Department of Chemical Biology and Drug Discovery, Utrecht Institute for Pharmaceutical Sciences, Utrecht University, Universiteitsweg 99, 3584CG, Utrecht, The Netherlands.
Angew Chem Int Ed Engl. 2020 Dec 1;59(49):21870-21874. doi: 10.1002/anie.202003779. Epub 2020 Sep 28.
Genetic code reprogramming is a powerful approach to controlled protein modification. A remaining challenge, however, is the generation of vacant codons. We targeted the initiation machinery of E. coli, showing that restriction of the formyl donor or inhibition of the formyl transferase during in vitro translation is sufficient to prevent formylation of the acylated initiating tRNA and thereby create a vacant initiation codon that can be reprogrammed by exogenously charged tRNA. Our approach conveniently generates peptides and proteins tagged N-terminally with non-canonical functional groups at up to 99 % reprogramming efficiency, in combination with decoding the AUG elongation codons either with native methionine or with further reprogramming with azide- and alkyne-containing cognates. We further show macrocyclization and intermolecular modifications with these click handles, thus emphasizing the applicability of our method to current challenges in peptide and protein chemistry.

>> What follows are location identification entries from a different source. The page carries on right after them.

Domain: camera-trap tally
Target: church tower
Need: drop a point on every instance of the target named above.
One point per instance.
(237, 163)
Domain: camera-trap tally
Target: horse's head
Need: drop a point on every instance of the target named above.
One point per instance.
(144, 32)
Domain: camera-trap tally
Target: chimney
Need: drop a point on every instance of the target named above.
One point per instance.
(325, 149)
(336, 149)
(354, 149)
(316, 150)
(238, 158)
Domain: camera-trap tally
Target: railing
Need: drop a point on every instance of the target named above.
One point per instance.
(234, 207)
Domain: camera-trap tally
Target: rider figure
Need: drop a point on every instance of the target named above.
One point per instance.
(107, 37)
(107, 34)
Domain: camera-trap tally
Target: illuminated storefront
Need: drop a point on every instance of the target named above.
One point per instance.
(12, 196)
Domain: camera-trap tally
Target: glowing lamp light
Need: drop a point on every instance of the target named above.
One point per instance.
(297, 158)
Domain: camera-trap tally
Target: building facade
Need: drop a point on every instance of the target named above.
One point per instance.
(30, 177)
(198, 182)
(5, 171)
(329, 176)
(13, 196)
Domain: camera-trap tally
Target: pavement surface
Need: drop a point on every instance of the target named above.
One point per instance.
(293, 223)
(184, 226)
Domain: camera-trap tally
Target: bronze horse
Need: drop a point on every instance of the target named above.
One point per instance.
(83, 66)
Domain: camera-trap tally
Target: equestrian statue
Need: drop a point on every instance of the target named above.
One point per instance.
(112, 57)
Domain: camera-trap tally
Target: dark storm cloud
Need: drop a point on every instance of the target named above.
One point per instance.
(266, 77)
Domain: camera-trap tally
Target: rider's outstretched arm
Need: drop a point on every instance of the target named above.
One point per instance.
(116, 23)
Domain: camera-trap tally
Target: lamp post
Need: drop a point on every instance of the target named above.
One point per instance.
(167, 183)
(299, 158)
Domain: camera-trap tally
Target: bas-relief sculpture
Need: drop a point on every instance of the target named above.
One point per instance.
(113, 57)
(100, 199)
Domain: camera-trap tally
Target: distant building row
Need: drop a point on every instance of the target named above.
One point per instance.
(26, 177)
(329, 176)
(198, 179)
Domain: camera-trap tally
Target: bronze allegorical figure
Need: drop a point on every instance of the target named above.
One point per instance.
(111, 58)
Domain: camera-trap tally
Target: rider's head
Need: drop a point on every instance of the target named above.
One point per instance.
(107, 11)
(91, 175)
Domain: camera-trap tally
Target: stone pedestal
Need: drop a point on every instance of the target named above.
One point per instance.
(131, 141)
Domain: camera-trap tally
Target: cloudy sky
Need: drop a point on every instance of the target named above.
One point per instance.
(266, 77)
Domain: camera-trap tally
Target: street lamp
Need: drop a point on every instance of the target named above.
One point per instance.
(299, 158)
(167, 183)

遗传密码重编程是一种控制蛋白质修饰的强大方法。然而,仍然存在一个挑战,那就是产生空位密码子。我们针对大肠杆菌的起始机制进行了研究,结果表明,在体外翻译过程中限制甲酰供体或抑制甲酰转移酶足以防止酰化起始 tRNA 的甲酰化,从而产生空位起始密码子,该密码子可被外源充电的 tRNA 重新编程。我们的方法方便地生成肽和蛋白质,在高达 99%的重编程效率下,在 N 端标记非经典功能基团,同时解码 AUG 延伸密码子,要么使用天然蛋氨酸,要么使用含有叠氮化物和炔烃的类似物进一步重编程。我们还展示了这些点击手柄的大环化和分子间修饰,从而强调了我们的方法在肽和蛋白质化学当前挑战中的适用性。